The companies showing interest in private trains are from varied sectors.
"As part of the bidding process, Railways conducted the second pre-application conference on August 12, 2020, which received an overwhelming positive response with participation from about 23 prospective applicants with varied profiles," Ministry of Railways said in a statement.
The prospective bidders who participated in the pre-application conference on Wednesday raised a number of queries related to procurement of trains, fares, operations and maintenance and eligibility criteria.
The Railways will respond to all the queries formally by August 22.
During the meeting, Railways told applicants that they will have complete freedom in procuring trains - purchase or lease and risks with regard to operation of trains will be allocated to parties best suited to manage them.
Seeking private investment in train operations, Indian Railways had last month invited global bids from private companies for running passenger trains on 109 pairs (origin-destination) of routes. The concession period for the project shall be 35 years and the private firms would be responsible for financing, procuring, operation and maintenance of the trains.
The selected players will have complete freedom in fixing passenger fares.
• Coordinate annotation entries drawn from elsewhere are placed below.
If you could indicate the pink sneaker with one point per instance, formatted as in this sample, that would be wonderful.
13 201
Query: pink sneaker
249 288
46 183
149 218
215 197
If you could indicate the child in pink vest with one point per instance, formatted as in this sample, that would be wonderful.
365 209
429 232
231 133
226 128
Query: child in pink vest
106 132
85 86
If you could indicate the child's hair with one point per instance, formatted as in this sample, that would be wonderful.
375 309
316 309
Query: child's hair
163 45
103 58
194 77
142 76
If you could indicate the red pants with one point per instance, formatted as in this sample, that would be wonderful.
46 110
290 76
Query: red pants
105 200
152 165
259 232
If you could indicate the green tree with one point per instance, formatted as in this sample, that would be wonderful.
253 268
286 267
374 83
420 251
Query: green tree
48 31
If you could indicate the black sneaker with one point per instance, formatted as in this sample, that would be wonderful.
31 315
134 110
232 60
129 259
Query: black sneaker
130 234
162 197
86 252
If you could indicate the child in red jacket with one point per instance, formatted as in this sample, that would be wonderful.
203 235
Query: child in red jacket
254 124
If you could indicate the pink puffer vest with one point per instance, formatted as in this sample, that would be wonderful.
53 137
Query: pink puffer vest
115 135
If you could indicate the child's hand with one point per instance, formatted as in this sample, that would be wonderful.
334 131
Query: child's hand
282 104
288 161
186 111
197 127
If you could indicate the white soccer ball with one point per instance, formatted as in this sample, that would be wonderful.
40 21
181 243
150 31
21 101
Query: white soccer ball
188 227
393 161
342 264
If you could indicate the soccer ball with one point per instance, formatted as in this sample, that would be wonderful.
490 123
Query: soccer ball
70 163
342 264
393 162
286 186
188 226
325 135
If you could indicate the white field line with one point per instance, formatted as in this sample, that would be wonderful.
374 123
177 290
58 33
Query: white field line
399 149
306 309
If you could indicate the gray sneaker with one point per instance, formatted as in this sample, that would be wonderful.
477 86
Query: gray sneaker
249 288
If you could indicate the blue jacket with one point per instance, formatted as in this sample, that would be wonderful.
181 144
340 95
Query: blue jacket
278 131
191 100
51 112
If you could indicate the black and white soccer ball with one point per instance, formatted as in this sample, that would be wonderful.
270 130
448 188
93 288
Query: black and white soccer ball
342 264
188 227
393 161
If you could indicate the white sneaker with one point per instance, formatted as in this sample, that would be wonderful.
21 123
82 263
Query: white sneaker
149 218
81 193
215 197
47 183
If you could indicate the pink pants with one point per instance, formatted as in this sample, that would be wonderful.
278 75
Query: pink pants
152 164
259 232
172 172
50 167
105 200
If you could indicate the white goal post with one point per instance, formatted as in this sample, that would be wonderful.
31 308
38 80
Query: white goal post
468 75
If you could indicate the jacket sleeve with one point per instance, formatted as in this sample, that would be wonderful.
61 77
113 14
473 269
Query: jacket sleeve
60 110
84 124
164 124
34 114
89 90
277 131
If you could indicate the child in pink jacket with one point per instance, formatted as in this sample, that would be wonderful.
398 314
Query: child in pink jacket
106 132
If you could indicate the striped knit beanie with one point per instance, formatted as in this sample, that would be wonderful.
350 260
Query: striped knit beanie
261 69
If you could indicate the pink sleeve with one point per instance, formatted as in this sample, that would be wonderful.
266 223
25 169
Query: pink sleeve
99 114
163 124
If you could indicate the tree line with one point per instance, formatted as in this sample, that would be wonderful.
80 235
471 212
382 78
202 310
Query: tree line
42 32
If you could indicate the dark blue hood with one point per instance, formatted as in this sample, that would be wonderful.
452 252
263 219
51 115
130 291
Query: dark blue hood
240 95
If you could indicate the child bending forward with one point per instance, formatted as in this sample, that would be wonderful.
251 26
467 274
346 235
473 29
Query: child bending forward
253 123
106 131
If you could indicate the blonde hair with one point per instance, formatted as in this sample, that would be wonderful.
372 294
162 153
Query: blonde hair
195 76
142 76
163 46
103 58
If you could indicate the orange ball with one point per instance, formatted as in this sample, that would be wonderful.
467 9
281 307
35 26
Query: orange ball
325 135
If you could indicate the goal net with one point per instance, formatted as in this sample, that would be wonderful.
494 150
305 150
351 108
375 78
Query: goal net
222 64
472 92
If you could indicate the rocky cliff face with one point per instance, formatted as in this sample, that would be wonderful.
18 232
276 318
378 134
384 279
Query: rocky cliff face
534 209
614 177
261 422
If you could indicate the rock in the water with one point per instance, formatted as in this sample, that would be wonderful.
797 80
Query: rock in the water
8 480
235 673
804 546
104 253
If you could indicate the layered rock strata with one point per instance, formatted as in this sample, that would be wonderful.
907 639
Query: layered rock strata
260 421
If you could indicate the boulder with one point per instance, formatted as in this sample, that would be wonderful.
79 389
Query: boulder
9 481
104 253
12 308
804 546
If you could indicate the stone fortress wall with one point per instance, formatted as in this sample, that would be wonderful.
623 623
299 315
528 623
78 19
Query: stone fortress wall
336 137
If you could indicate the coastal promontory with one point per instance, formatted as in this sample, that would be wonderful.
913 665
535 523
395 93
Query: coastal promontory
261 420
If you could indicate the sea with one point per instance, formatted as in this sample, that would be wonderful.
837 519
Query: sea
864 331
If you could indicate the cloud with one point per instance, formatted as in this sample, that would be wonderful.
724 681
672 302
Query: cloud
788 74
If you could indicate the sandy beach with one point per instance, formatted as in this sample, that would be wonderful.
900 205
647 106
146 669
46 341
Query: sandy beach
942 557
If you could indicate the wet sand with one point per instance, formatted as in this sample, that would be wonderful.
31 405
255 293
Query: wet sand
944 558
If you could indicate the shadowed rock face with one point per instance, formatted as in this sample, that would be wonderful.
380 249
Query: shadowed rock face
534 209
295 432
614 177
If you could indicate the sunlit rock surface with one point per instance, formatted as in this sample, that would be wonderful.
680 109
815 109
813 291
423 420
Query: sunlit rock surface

They will pay to Indian Railways fixed haulage charges, energy charges as per actual consumption, and a share in gross revenue determined through the bidding process.
In its second pre-application meeting with prospective bidders, the Railways indicated a haulage charge of Rs 512.13 per train kilometre.
The proposed trains are required to be designed for a maximum speed of 160 kmph. The running time taken by a train shall be comparable to or faster than the fastest train of Indian Railways operating in the respective route. Most coaches have to be manufactured in India.